The MicTranscriber class provides a convenient wrapper around the Transcriber for capturing and transcribing live audio from your system’s microphone.
Quick Start
Download a model
python -m moonshine_voice.download --language en
Run the microphone transcriber
python -m moonshine_voice.mic_transcriber --language en
This will start listening to your default microphone and display transcriptions in real-time.
Basic Usage
Create a microphone transcriber and add event listeners:
from moonshine_voice import MicTranscriber, TranscriptEventListener, ModelArch
from moonshine_voice import get_model_for_language
import time
# Get model path and architecture
model_path, model_arch = get_model_for_language("en")

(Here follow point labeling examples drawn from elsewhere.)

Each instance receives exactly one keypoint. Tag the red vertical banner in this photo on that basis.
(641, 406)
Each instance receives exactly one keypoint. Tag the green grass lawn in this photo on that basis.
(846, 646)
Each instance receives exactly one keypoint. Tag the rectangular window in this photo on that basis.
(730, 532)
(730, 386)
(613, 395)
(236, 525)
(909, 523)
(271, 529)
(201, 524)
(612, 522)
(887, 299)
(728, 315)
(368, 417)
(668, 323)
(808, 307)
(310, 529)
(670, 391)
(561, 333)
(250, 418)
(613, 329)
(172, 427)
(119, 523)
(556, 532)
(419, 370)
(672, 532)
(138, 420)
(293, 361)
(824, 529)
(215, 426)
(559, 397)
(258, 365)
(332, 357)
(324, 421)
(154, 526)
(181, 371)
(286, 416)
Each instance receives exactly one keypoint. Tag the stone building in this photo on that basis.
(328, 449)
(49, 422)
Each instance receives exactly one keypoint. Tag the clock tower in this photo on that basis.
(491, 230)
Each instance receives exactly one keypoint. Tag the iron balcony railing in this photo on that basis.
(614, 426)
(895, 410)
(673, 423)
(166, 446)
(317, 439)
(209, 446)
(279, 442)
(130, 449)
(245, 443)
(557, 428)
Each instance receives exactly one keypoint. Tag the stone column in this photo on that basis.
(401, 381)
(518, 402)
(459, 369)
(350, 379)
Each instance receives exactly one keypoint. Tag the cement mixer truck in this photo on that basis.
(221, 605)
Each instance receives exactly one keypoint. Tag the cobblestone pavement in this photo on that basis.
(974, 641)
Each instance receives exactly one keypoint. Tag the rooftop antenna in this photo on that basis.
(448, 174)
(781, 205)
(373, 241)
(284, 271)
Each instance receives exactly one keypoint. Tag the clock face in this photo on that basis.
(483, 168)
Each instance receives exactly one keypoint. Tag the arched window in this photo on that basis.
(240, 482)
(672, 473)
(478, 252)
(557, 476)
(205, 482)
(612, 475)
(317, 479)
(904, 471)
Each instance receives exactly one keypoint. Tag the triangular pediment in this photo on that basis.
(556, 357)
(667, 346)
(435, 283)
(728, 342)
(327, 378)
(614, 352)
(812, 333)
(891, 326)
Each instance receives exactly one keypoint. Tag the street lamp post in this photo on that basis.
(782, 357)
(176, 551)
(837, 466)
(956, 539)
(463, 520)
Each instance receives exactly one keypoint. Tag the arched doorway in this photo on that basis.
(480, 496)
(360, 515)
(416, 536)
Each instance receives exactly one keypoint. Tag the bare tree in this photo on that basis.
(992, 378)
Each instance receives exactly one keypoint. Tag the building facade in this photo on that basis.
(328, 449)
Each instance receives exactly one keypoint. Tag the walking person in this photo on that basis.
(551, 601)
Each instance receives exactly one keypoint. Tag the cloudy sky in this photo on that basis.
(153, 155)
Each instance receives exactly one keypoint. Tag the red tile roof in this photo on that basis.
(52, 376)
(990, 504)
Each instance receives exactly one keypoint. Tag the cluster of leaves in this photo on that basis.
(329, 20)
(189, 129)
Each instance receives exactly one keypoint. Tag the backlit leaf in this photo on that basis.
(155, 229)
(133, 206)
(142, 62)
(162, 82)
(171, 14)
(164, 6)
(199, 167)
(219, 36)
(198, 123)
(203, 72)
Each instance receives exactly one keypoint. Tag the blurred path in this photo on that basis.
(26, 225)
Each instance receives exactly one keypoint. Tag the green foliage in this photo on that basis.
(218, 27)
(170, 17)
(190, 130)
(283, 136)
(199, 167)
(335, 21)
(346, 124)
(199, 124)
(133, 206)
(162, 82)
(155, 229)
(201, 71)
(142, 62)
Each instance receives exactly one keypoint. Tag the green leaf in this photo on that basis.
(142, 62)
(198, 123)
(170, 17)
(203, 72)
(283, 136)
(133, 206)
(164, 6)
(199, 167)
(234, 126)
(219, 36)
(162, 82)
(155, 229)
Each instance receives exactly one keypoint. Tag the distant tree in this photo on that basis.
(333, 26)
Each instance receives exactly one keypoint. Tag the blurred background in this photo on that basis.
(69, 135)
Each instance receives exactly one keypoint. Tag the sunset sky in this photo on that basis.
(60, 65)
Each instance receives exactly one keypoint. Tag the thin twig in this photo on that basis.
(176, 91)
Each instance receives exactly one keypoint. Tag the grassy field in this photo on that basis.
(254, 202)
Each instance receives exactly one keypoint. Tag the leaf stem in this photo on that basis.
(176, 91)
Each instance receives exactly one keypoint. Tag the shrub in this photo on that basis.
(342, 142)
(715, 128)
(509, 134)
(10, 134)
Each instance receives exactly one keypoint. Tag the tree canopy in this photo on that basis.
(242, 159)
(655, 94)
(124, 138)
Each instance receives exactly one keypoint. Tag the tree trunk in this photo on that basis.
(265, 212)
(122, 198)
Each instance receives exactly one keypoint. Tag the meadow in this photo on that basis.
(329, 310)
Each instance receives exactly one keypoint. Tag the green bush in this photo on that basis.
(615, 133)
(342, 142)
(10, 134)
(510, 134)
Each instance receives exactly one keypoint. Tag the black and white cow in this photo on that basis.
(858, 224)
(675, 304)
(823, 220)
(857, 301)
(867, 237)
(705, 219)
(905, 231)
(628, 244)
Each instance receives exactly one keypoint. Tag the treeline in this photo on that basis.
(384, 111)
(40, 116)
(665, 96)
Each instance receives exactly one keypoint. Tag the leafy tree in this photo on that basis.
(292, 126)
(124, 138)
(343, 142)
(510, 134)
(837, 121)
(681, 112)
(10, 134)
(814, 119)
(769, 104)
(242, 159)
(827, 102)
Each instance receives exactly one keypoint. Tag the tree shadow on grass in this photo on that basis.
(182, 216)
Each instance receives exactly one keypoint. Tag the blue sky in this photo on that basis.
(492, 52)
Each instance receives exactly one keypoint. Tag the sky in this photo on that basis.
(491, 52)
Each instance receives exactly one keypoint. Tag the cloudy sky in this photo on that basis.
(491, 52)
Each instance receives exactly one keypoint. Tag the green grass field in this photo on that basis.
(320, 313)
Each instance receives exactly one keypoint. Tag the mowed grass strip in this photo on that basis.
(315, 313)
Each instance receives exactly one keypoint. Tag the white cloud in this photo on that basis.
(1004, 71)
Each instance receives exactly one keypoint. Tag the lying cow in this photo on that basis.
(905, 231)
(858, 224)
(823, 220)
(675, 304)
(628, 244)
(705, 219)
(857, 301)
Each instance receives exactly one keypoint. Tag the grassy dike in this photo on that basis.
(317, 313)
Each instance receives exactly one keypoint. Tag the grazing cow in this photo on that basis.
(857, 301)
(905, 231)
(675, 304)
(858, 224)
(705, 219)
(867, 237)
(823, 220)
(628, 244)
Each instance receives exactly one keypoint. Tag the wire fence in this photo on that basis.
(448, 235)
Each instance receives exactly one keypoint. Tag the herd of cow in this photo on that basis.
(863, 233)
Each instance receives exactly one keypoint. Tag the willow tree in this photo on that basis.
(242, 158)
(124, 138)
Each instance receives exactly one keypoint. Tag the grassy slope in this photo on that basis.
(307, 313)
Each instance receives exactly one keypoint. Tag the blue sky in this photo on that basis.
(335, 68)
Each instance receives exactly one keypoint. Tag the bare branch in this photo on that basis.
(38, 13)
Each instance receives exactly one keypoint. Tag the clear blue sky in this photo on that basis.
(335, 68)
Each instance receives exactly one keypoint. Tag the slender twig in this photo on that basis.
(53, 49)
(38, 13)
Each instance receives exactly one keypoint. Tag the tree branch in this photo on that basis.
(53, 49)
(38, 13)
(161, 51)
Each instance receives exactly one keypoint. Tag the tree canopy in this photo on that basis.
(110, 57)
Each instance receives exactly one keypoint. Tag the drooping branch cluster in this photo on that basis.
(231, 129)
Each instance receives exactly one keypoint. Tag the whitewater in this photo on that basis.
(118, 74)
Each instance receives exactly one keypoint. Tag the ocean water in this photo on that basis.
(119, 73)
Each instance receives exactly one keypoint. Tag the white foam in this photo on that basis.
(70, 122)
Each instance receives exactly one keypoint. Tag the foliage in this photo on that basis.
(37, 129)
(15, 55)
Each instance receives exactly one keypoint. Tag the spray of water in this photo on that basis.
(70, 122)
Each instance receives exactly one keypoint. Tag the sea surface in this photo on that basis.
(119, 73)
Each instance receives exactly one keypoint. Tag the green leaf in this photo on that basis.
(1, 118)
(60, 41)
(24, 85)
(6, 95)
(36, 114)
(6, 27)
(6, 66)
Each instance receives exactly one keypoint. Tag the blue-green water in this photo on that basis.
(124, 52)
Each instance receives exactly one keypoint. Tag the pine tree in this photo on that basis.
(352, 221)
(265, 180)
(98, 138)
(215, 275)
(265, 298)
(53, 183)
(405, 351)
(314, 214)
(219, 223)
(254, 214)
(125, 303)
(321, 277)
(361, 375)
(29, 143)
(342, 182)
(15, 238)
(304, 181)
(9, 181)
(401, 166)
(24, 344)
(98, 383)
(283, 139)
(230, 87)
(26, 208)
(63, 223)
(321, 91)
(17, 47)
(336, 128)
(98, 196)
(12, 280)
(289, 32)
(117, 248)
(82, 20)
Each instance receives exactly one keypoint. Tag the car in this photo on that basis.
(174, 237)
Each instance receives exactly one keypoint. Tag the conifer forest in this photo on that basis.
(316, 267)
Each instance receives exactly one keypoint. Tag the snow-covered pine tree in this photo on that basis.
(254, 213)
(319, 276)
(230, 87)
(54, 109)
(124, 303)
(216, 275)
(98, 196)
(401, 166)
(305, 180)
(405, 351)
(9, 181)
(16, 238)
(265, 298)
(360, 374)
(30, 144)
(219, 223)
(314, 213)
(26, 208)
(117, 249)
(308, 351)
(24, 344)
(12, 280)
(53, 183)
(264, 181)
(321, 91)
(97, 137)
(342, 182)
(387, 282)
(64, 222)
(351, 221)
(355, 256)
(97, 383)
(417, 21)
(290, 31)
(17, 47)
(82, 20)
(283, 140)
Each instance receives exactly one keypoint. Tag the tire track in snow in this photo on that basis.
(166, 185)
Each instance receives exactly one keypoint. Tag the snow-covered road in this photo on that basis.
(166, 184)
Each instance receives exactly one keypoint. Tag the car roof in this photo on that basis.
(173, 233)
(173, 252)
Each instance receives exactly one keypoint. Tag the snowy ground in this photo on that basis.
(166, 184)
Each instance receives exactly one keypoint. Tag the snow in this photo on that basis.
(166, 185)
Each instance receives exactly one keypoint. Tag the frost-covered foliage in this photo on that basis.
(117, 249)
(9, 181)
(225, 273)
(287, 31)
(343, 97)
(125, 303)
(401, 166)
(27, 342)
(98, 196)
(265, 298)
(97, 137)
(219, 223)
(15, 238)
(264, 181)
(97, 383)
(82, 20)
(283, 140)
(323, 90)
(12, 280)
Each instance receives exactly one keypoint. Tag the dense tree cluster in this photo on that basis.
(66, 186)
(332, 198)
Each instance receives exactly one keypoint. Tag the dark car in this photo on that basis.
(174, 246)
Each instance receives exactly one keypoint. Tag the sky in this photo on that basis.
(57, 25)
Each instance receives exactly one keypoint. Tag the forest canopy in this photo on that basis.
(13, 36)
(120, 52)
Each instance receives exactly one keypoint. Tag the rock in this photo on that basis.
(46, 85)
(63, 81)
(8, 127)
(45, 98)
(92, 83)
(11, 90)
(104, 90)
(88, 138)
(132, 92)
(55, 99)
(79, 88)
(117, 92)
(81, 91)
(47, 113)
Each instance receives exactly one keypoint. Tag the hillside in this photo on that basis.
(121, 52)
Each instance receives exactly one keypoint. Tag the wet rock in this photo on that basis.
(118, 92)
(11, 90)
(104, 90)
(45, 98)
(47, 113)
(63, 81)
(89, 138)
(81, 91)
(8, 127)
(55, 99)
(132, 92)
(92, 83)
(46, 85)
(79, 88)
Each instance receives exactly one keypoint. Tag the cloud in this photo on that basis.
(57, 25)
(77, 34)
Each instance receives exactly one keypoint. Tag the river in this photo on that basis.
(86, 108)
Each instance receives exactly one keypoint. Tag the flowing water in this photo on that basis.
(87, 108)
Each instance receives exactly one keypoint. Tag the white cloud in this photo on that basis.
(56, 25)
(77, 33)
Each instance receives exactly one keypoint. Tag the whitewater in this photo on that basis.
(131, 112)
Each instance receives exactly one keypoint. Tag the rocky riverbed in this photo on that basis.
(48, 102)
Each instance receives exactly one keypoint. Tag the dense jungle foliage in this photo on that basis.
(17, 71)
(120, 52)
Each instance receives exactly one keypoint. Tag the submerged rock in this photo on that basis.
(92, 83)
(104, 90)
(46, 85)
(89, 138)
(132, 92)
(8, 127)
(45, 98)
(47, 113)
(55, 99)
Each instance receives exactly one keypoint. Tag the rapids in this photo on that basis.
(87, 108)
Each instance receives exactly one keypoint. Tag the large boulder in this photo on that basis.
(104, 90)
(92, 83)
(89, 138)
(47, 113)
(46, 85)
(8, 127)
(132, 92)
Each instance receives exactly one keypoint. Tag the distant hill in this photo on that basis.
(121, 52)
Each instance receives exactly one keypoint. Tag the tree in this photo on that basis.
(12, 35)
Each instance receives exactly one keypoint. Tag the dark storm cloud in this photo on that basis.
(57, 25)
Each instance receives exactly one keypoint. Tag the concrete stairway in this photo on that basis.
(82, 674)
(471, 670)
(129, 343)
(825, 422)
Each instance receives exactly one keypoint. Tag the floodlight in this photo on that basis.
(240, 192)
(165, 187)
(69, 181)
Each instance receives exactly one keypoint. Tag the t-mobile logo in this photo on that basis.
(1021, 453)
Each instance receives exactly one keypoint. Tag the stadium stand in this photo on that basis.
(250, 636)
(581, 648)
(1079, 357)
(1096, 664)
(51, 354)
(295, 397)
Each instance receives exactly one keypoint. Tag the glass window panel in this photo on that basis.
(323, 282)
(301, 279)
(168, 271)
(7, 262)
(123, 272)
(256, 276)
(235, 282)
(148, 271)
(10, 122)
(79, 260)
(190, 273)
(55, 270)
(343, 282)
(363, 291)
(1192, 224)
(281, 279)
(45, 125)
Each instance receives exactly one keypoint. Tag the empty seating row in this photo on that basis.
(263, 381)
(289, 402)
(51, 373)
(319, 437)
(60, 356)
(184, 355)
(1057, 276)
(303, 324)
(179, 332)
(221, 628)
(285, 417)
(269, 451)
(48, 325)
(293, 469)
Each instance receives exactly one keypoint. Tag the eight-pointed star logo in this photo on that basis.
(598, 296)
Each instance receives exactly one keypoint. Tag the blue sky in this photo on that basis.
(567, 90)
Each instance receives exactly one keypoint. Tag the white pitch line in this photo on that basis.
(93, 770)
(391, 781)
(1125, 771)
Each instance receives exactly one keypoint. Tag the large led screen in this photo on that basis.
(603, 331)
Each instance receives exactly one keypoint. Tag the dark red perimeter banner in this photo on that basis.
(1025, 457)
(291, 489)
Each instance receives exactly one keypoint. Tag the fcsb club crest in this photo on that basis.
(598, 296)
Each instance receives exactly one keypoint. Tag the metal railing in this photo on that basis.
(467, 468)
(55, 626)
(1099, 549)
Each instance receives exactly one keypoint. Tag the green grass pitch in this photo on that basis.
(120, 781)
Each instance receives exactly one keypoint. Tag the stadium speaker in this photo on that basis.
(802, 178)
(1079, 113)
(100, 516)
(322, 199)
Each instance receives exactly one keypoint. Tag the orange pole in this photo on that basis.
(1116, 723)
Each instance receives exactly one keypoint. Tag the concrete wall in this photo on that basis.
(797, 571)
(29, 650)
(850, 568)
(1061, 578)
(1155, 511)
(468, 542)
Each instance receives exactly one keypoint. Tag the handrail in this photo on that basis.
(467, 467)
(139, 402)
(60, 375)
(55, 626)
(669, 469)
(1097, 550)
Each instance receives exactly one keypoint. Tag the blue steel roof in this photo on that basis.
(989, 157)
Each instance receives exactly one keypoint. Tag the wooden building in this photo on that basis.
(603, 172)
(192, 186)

# Create microphone transcriber
mic_transcriber = MicTranscriber(
model_path=model_path,
model_arch=model_arch
)
# Define event listener
class MyListener(TranscriptEventListener):
def on_line_completed(self, event):
print(f"Transcription: {event.line.text}")
mic_transcriber.add_listener(MyListener())
# Start listening
mic_transcriber.start()
try:
while True:
time.sleep(0.1)
except KeyboardInterrupt:
mic_transcriber.stop()
mic_transcriber.close()
Configuration Options
Customize the microphone transcriber with these parameters:
mic_transcriber = MicTranscriber(
model_path=model_path,
model_arch=ModelArch.TINY_STREAMING,
update_interval=0.5, # How often to update transcription (seconds)
device=None, # Audio device index (None = default)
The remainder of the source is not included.